Google is taking AI (artificial intelligence) to a whole new level by employing the intelligence demonstrated by machines to make the next generation of chips. AI outperforms humans and is notably faster, it is said, and relayed by The Verge.
On June 9, Google said in a paper in the journal Nature that its new AI can devise a chip that would ideally take humans several months to make, in less than six months. This AI is currently been used to make the latest version of the company’s TPU (tensor processing unit) chips.
These tensor processing unit chips come in handy in running AI-related tasks. According to Google’s engineers, the development is likely to have a major impact on the semiconductor sector.
Google is using AI to design its next generation of chips
Google is taking full advantage of machine learning in a bid to design its next generation of machine learning chips. Google’s engineers claim that the algorithm’s designs are comparable or even superior to those created by humans.
On top of that, these designs can be generated relatively faster. As a result, a task that takes several months for humans to complete can be achieved in less than six hours with the help of AI.
The tech firm has explored the possibilities of using machine learning to create chips for a long time. However, the effort described in the journal Nature seems to be the first time its research has been used on a commercial product.
As mention in the paper, Google’s research will be applied to its own TPU chips, which are ideal for AI computation.
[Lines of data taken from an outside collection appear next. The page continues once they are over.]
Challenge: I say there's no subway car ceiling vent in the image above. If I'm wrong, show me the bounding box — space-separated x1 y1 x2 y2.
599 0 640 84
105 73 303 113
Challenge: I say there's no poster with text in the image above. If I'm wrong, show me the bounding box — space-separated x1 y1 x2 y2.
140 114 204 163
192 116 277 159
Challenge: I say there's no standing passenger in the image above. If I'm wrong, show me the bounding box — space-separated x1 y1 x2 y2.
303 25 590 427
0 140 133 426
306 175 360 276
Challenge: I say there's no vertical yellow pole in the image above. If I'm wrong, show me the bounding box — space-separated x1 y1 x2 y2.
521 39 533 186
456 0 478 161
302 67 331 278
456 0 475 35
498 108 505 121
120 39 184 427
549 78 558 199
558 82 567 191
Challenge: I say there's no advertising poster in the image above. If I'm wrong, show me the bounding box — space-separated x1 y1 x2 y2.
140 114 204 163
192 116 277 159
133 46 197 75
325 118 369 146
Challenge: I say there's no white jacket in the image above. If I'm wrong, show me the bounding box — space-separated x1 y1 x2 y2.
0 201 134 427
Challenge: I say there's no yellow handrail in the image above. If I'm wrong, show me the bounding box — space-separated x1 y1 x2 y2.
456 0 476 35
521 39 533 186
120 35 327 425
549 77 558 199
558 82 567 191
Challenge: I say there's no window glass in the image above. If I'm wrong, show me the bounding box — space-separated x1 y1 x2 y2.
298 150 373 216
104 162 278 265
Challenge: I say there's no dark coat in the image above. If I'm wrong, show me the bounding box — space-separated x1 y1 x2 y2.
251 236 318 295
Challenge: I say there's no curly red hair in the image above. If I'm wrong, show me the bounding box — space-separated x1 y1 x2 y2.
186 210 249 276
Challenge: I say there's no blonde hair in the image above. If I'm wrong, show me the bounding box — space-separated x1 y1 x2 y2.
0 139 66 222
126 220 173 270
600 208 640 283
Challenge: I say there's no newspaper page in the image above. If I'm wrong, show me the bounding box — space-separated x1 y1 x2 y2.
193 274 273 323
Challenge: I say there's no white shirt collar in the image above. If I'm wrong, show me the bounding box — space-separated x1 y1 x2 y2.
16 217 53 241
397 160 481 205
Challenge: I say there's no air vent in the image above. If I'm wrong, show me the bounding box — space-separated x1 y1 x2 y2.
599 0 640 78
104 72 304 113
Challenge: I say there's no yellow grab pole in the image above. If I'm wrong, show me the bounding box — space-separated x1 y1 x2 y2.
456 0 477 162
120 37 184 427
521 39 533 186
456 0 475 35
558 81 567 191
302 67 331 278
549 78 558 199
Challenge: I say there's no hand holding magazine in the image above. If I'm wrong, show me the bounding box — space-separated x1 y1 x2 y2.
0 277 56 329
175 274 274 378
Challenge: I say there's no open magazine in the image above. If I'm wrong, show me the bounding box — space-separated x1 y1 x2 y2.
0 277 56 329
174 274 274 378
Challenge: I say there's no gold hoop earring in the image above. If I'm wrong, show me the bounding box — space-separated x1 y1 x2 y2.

In other words, the method described in the paper isn’t just limited to labs, Tech Radar noted.
Creating highly advanced AI systems for future
The tech giant’s plan involves using AI to design chips that can facilitate the development of ultra-modern AI systems. In line with that, the company’s new AI is capable of drawing up a chip’s “floorplan.”
According to Google research scientists Anna Goldie and Azalia Mirhoseini, the method will help expedite AI development in the future. Companies will be able to quickly check out the potential architecture space for upcoming designs.
Moreover, companies will be able to customize chips to handle specific workloads. According to the editorial in Nature, this research is an “important achievement,” and this type of work could even nullify the predicted end of Moore’s Law.
It is worth mentioning here that AI isn’t likely to address the physical challenges. For example, the need to fit more and more transistors onto chips will still exist. However, it could help researchers find a way to boost performance at the same rate.